A compound in a natural food additive known as annatto was found to prevent skin cancer cells from forming in mice exposed to UV radiation in a recent study conducted at the University of Arizona, according to United Press International (UPI).
Bixin is a red-orange compound found in annatto, a natural condiment and food coloring found in the seeds of the achitoe tree, according to UPI. Annatto is commonly used in Latin American dishes.In the recent study, mice injected with bixin and un-injected mice were both exposed to UV radiation. The mice injected with bixin experienced much less severe skin damage.

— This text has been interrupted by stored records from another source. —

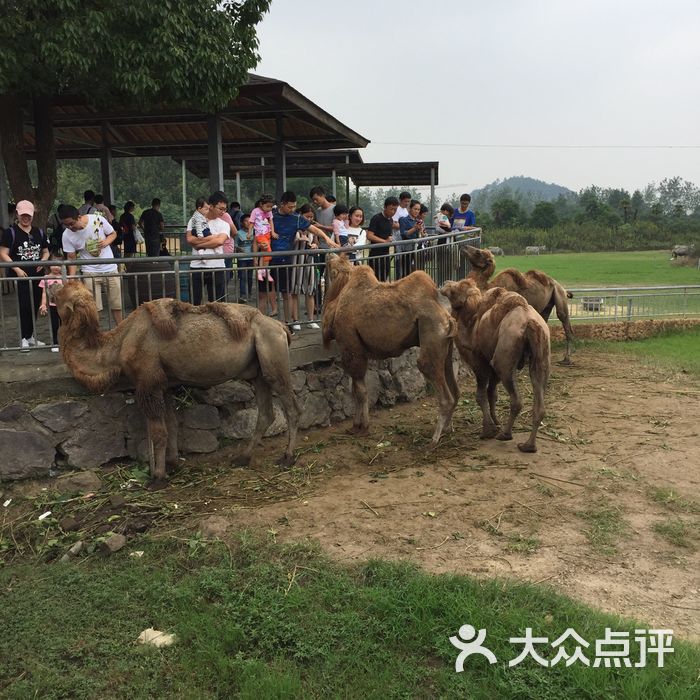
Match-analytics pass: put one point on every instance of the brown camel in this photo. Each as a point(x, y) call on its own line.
point(375, 320)
point(497, 332)
point(542, 292)
point(165, 343)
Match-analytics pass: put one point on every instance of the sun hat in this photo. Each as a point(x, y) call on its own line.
point(24, 207)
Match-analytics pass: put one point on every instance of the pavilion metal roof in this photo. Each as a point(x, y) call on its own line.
point(265, 112)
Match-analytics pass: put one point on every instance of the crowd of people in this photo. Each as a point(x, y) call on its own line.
point(298, 236)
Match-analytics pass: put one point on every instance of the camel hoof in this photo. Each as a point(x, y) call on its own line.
point(527, 447)
point(488, 434)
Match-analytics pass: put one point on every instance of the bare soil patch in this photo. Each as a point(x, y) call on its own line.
point(607, 512)
point(618, 455)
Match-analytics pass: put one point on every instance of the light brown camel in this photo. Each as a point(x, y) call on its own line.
point(542, 292)
point(497, 333)
point(165, 343)
point(375, 320)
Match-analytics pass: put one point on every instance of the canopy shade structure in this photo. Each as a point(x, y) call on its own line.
point(266, 112)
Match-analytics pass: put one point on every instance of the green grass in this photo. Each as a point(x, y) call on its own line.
point(640, 268)
point(677, 532)
point(269, 621)
point(674, 350)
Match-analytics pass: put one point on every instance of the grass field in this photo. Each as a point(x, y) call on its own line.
point(261, 620)
point(643, 268)
point(679, 352)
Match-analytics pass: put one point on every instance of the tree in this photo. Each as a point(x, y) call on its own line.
point(188, 52)
point(543, 215)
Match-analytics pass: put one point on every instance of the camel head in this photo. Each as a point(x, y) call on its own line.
point(75, 306)
point(462, 295)
point(480, 259)
point(338, 269)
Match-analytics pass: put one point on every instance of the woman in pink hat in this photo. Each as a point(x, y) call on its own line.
point(23, 242)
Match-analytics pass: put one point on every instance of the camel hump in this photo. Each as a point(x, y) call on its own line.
point(512, 279)
point(232, 315)
point(164, 314)
point(539, 277)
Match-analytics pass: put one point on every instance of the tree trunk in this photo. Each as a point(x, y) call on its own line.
point(15, 157)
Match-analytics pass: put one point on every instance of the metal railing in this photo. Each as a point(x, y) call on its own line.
point(301, 274)
point(634, 303)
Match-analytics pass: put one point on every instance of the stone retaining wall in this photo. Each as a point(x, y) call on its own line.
point(85, 432)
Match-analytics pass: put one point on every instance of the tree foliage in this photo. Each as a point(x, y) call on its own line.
point(130, 54)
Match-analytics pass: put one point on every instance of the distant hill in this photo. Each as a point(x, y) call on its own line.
point(525, 190)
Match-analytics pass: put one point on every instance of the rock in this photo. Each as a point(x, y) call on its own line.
point(60, 415)
point(78, 547)
point(298, 381)
point(25, 455)
point(410, 383)
point(94, 442)
point(315, 411)
point(78, 483)
point(201, 417)
point(112, 544)
point(234, 391)
point(214, 527)
point(68, 524)
point(202, 441)
point(116, 500)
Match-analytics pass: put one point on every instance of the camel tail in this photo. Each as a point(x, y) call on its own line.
point(539, 350)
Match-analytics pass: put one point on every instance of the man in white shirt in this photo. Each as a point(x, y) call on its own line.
point(89, 237)
point(208, 270)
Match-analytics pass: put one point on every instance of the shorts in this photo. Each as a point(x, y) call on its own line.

Georg Wondrak, Ph.D., associate professor and member of the Univeristy of Arizona Cancer Center, said this discovery is unique because bixin is a nutritional factor, not a sunscreen applied to the skin, according to UPI.
In other words, bixin prevents UV skin damage from the inside out by causing cells to produce protective antioxidants and repair factors. It does not kill the skin cancer cells, but instead prevents their formation from taking place.
Bixin would not be the first ingestible thought to prevent cancer. According to UPI, researchers at Ohio State University found that the compound gadusol, produced and secreted by birds, reptiles, amphibians and fish, also has properties that protect from UV rays.
Furthermore, researchers at the University of Michigan found that the preservative nisin, which grows naturally on dairy products, killed cancer cells and anti-biotic resistant bacteria in mice, according to UPI.
The next steps for this line of research includes finding out whether bixin prevents UV skin damage in humans as it does in mice. Since anatto is approved by the Food and Drug Administration (FDA) as a safe food additive, its use in future clinical trials is expected to require fewer rounds of testing.
Dr. Wondrak and Donna Zhang, Ph.D., professor and member of the University of Arizona Cancer Center, published their findings in Free Radical Biology and Medicine”System Administration of the Apocarotenoid Bixin Protects Skin against Solar UV-Induced Damage through Activation of Nrf2.”
Research reported was supported in part by grants from the National Cancer Institute and the National Institute of Environmental Health Sciences. The researchers of the study reported no conflicts of interest at this time.